La France connaît un précédent significatif de financement de contentieux par des fonds spécialisés. Ce précédent fait suite au gel des avoirs du fonds H20, consécutif à une violation de la réglementation applicable aux gestionnaires de fonds d’actifs. Bien que ce précédent soit quelque peu différent du nôtre, les discussions avec les fonds initiées dès février avancent car il y a de l’intérêt pour pénétrer un nouveau marché en France. Ces discussions sont donc longues en raison de l’absence de précédents, mais elles progressent.

En résumé, que vous soyez actionnaire ou porteur d’options donnant droit à des actions, vous pouvez espérer recouvrer une partie de vos pertes et vous joindre à la cause sans qu’aucun versement de votre part ne soit nécessaire. La réussite de l’action dépendra du nombre de « pertes éligibles » que nous pourrons rassembler. Le caractère éligible ou non des pertes dépend de l’issue des investigations sur les comptes du groupe ces dernières années. Si vous n’êtes pas encore préinscrit sur le site de l’UPRA, il est encore temps de le faire. Un site web sera entièrement dédié à l’action, on espère courant automne.

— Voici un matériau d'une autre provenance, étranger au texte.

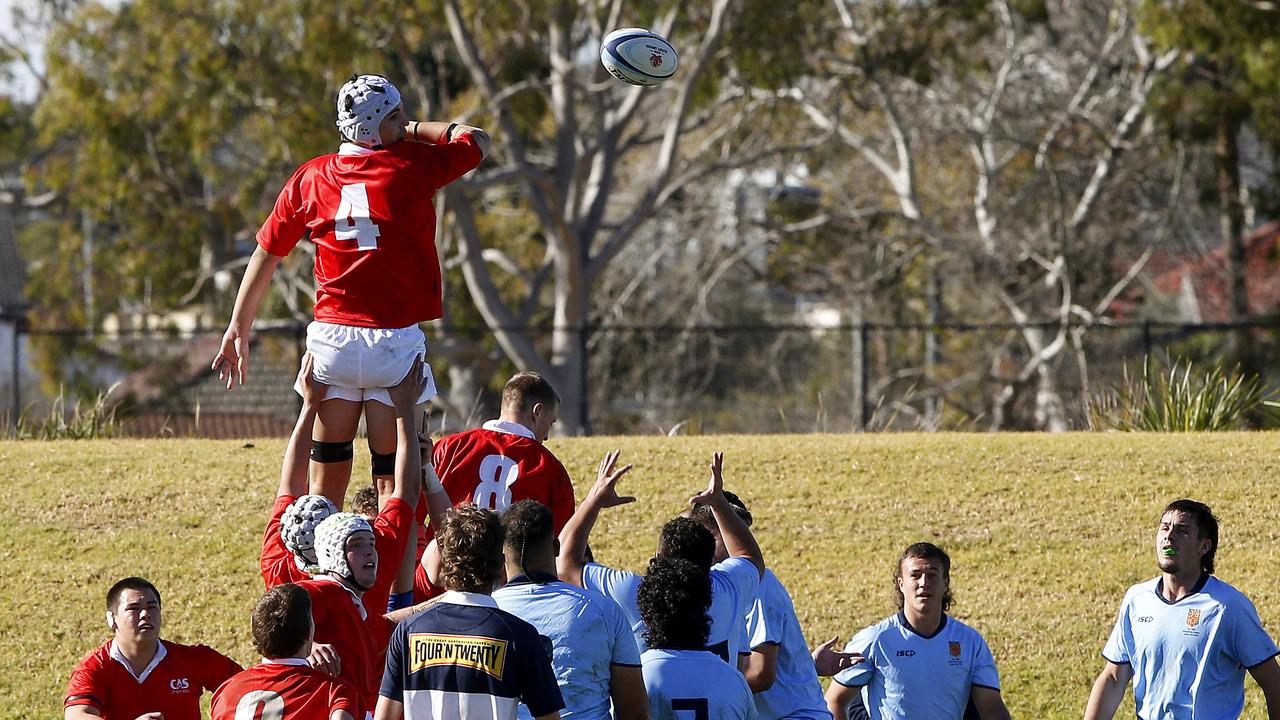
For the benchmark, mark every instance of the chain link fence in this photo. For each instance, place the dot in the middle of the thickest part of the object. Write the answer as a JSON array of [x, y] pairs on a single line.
[[781, 378]]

Pour des raisons de coûts de procédure, elle est réservée aux personnes ayant subi des pertes supérieures à 10 000€ minimum, sinon les coûts judiciaires, avocats, expertises, etc… qui vont se monter en millions d’euros seraient supérieurs à la perte et ne seraient pas rentables pour le fonds de litige. Soyez assuré qu’il ne s’agit pas de snobisme, mais réellement de contraintes financières.